El 22 Angelelli presidió el sepelio en Chamical, al que no asistió ningún otro obispo,
y pronunció una emocionante oración. Sin embargo, el crimen no se conoció en la
capital de la provincia porque se prohibió la publicación de la noticia. Ante la
información de otras muertes escribió “Varios tienen que morir, y entre ellos yo.” “En
cualquier momento me van a barrer. Pero no puedo esconder el mensaje debajo de
la cama”, y se fue a Córdoba donde se entrevistó con monseñor Primatesta y el
Señor de la Guerra de la Zona III, Luciano Benjamín Menéndez, quien tuvo la
delicadeza de advertirle que tenía que cuidarse mucho. En su regreso a La Rioja
con documentos probatorios de los asesinatos de Longueville y Murias se detectó
la presencia de hombres merodeando su residencia. El 4 de agosto en Punta de los
Llanos un Peugeot blanco, con la colaboración de una camioneta, lo obligó a
realizar una mala maniobra que provocó el vuelco de su vehículo. El sacerdote
Arturo Pinto, que lo acompañaba, perdió el conocimiento, pero salvó la vida.
Angelelli fue encontrado a veinticinco metros del lugar del choque con huellas de
que había sido arrastrado y muerto de un golpe en la nuca.5
Al entierro de Angelelli asistieron el nuncio y diez obispos, y habló monseñor
Zaspe.

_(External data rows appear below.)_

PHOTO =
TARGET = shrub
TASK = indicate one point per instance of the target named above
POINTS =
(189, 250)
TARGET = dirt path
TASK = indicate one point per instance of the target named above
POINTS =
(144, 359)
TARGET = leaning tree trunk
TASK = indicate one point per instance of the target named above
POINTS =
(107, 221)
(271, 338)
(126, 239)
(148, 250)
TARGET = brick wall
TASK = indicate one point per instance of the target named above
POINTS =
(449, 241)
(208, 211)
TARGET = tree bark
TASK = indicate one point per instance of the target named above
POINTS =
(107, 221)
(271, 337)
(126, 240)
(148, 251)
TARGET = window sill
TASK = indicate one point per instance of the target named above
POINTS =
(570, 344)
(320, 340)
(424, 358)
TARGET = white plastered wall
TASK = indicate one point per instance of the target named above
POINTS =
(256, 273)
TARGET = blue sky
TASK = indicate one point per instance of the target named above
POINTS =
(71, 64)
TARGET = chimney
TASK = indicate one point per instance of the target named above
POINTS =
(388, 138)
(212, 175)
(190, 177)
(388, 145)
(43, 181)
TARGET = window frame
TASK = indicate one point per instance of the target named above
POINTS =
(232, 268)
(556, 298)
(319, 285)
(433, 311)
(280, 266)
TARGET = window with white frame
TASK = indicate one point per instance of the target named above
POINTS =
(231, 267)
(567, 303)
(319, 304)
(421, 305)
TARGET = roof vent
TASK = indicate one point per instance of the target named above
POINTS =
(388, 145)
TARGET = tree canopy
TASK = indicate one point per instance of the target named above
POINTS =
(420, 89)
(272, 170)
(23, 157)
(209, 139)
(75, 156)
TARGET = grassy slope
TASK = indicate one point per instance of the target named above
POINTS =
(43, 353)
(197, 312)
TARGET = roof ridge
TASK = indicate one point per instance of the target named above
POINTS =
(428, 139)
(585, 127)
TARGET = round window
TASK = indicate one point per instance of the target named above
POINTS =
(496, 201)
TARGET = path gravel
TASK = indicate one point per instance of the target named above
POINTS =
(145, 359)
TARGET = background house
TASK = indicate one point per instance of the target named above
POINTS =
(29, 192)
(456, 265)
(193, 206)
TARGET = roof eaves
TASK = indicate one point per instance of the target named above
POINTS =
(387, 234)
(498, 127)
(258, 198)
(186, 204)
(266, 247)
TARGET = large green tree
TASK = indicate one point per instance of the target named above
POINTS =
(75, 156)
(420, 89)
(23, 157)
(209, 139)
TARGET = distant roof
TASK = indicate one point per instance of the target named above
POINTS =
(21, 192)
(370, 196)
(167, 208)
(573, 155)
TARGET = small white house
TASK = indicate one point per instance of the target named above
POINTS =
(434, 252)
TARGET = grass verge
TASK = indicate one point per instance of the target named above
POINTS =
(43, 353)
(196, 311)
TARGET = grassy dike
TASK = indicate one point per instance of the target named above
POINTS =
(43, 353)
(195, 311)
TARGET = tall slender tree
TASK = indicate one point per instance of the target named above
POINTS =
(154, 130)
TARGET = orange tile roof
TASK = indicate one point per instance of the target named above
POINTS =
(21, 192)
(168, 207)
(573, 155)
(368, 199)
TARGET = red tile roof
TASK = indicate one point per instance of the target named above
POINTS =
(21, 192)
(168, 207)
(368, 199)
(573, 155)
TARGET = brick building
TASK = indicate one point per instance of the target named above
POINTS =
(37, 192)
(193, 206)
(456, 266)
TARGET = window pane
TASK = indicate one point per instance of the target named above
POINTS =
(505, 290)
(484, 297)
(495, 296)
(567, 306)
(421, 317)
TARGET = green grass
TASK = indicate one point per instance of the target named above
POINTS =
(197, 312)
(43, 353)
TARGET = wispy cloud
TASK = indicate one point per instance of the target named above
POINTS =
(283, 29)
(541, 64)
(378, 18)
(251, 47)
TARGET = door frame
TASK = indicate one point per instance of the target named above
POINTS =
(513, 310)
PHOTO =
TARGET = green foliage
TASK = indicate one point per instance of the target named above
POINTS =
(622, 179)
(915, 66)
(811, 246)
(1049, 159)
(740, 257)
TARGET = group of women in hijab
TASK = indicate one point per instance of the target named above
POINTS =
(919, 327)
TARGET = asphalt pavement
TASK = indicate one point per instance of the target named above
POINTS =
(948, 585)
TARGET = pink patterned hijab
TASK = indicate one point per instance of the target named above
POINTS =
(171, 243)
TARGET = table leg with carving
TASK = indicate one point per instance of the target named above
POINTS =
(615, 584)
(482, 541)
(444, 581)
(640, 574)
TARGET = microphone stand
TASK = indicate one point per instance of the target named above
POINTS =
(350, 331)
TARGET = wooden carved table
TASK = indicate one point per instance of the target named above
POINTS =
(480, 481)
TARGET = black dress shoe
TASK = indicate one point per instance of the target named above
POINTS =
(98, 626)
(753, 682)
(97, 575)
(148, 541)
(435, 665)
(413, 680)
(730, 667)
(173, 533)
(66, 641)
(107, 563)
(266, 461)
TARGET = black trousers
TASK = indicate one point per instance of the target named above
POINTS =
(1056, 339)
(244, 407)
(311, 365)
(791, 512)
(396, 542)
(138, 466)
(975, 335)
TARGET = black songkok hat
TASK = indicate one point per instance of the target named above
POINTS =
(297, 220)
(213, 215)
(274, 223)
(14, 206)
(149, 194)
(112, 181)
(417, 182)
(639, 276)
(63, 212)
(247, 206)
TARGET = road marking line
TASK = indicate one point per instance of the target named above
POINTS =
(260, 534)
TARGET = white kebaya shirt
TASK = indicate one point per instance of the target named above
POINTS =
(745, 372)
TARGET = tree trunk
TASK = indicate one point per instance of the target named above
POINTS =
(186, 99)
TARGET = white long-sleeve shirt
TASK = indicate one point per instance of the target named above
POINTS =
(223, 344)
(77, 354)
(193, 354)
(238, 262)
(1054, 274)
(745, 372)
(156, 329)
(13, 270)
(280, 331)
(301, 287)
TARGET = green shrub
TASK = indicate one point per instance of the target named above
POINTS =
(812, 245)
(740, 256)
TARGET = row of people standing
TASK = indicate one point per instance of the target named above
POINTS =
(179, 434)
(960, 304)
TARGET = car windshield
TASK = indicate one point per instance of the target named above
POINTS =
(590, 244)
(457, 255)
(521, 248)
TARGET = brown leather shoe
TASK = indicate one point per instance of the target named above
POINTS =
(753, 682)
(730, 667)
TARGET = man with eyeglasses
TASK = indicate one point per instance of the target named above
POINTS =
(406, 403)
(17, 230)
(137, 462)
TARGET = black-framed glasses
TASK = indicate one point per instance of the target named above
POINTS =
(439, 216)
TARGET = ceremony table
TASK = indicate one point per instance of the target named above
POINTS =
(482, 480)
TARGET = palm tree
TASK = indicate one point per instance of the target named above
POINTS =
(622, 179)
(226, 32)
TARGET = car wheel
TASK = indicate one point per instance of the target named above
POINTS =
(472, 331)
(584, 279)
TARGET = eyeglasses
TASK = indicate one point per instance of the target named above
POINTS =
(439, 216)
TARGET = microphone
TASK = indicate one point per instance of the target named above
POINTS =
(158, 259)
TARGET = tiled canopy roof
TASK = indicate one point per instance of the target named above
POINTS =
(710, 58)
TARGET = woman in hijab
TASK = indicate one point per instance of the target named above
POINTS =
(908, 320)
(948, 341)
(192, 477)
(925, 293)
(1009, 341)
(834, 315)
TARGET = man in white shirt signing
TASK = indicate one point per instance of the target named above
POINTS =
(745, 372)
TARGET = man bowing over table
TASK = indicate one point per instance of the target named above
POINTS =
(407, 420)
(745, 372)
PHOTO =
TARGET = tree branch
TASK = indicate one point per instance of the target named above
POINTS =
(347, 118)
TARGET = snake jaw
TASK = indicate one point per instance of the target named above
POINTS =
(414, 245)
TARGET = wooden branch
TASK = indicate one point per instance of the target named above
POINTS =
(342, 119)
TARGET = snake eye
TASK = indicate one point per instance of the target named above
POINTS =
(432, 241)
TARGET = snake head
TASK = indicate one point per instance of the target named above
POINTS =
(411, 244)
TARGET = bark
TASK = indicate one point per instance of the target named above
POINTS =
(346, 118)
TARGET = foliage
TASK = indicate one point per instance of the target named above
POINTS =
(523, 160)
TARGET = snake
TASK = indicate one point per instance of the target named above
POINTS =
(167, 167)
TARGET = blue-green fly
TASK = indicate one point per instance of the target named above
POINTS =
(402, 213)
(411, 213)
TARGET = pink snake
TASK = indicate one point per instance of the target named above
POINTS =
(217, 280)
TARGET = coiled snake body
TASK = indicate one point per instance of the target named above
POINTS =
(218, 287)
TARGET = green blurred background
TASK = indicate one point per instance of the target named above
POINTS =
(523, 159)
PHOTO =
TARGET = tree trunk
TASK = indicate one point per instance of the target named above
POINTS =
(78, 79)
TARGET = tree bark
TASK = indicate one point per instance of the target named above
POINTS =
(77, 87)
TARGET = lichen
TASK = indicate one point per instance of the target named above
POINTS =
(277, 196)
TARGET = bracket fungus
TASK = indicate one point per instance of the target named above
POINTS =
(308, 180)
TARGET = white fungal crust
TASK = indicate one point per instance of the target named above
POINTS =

No obstante, la posición oficial de la Iglesia coincidía con la del cardenal
Aramburu, quien afirmó tiempo después: “Para hablar de crimen hay que probarlo y
yo no tengo ningún argumento en ese sentido. De las averiguaciones que se
hicieron ninguna daba la posibilidad de que hubiera sido ser eso que se rumorea.”
No se pensaba igual en Roma, donde el cardenal Eduardo Pironio decía que la
Santa Sede no tenía dudas, y estaba esperando la palabra de la Conferencia
Episcopal Argentina para hablar.
En febrero de 1983, el ex agente arrepentido Rodolfo Peregrino Fernández dijo
haber visto en el escritorio del ministro Harguindeguy el maletín de Angelelli con la
documentación sobre Longueville y Murias. A su vez, quien fuera ministro de
Defensa de Isabel Perón, José Deheza, contó en su declaración en el juicio a las
juntas militares: “Un día fui a ver a Harguindeguy para pedirle por unos compañeros
peronistas. Sonó el teléfono y su cara se iluminó con una sonrisa. Cuando colgó me
dijo: ‘El obispo Angelelli acaba de morir en un accidente.’”
Tuvo que pasar mucho tiempo de su asesinato para que el Estado Nacional, por un
lado, y la Iglesia Católica por el otro produjeran el reconocimiento de la criminalidad
del hecho. El primero ha declarado día de duelo nacional y realizará un acto de
recordación en la Casa Rosada el 4 de agosto, al tiempo que la incorporación de
nuevos testimonios activarán el juicio por el crimen. El obispo de La Rioja anunció
que se está realizando el aporte de documentos necesarios por parte de la iglesia
local para colaborar con el esclarecimiento, mientras que el presidente de la
Conferencia Episcopal, cardenal Jorge Bergoglio, estará al frente de la comisión de
purpurados que el mismo 4 rendirán homenaje en la capital riojana.